Taylor: What happens after a company is forced into involuntary bankruptcy?
Keith: Once a company is forced into involuntary bankruptcy, a trustee is appointed to oversee the bankruptcy proceedings, and the company’s assets are liquidated to repay creditors.
Taylor: Are there any requirements for creditors to file for involuntary bankruptcy?
Keith: Yes, creditors must meet specific criteria, such as the number of creditors involved, the amount of debt owed, and the company’s inability to pay its debts as they become due.
Taylor: Can a company challenge an involuntary bankruptcy filing?

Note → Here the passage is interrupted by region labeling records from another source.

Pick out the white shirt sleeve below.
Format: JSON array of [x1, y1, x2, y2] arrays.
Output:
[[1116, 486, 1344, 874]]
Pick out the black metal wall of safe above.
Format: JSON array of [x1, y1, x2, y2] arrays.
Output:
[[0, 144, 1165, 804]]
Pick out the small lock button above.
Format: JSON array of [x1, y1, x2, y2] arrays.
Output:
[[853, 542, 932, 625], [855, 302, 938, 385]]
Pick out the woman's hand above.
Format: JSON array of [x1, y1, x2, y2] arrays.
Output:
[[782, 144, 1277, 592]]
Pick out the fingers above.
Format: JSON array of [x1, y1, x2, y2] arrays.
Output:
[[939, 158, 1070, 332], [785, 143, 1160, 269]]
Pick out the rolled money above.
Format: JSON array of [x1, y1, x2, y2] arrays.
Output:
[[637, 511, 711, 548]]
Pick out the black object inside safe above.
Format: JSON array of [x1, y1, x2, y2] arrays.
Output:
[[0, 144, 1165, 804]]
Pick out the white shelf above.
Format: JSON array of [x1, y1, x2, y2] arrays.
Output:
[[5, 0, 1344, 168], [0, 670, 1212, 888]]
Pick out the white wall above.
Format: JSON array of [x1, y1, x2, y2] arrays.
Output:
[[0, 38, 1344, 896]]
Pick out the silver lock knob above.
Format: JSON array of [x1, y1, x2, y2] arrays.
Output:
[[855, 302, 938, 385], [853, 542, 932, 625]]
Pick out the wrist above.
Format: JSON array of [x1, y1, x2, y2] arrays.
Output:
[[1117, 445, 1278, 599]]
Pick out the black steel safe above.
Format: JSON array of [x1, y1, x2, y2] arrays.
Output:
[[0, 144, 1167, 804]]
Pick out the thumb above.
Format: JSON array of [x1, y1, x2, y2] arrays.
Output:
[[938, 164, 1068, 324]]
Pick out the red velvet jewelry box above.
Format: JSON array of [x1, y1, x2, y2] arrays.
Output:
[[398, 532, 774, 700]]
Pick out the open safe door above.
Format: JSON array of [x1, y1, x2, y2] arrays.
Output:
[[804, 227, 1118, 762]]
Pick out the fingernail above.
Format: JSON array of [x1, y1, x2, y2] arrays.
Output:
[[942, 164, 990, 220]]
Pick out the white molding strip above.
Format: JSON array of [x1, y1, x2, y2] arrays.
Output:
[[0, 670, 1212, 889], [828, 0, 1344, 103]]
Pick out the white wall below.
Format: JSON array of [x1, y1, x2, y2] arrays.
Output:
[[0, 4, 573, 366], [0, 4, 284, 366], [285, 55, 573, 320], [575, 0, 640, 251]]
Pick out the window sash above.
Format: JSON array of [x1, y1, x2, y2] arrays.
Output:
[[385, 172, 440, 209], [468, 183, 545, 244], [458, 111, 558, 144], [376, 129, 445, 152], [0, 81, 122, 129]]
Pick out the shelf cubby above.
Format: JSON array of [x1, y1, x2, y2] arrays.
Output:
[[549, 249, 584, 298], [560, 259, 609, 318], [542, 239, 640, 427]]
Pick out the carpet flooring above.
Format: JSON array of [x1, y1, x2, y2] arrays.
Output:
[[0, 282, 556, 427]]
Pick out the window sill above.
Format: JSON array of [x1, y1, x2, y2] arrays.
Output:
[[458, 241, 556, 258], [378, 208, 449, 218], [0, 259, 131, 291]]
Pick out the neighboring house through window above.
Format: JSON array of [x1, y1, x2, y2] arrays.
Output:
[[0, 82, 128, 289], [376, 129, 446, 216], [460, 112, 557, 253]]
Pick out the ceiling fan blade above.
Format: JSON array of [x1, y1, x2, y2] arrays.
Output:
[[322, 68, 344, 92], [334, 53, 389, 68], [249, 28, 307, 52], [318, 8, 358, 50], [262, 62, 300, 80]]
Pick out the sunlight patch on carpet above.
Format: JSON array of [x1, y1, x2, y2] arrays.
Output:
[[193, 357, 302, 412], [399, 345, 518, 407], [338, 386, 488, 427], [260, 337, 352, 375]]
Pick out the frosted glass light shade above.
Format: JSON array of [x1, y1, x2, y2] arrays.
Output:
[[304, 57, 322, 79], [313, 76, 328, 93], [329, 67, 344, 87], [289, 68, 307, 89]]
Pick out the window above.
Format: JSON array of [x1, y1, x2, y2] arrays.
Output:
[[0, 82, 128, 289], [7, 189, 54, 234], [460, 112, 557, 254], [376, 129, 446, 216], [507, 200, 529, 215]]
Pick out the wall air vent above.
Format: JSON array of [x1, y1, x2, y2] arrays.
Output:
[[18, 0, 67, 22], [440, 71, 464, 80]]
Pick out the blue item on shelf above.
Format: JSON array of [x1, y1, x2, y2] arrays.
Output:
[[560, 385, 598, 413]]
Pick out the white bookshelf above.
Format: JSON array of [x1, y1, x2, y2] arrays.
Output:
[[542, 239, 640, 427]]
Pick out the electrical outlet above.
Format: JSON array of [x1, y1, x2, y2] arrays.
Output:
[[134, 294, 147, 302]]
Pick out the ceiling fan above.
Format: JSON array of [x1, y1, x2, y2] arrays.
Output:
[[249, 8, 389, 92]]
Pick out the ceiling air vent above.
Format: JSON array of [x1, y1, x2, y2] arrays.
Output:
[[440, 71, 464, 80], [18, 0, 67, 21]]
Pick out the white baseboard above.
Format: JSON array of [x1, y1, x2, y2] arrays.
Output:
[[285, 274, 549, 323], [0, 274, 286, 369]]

Keith: Yes, a company has the right to challenge an involuntary bankruptcy filing in court and provide evidence to dispute the creditor’s claims of insolvency.
Taylor: What are some reasons creditors might file for involuntary bankruptcy?
Keith: Creditors might file for involuntary bankruptcy if they believe a company is hiding assets, engaging in fraudulent activities, or if they want to protect their interests in the event of a bankruptcy.
Taylor: Thanks for explaining, Keith. Involuntary bankruptcy seems like a last resort for creditors to recover their debts.
Keith: Absolutely, Taylor. It’s a legal mechanism designed to provide creditors with a way to seek repayment when a debtor is unable to meet its financial obligations.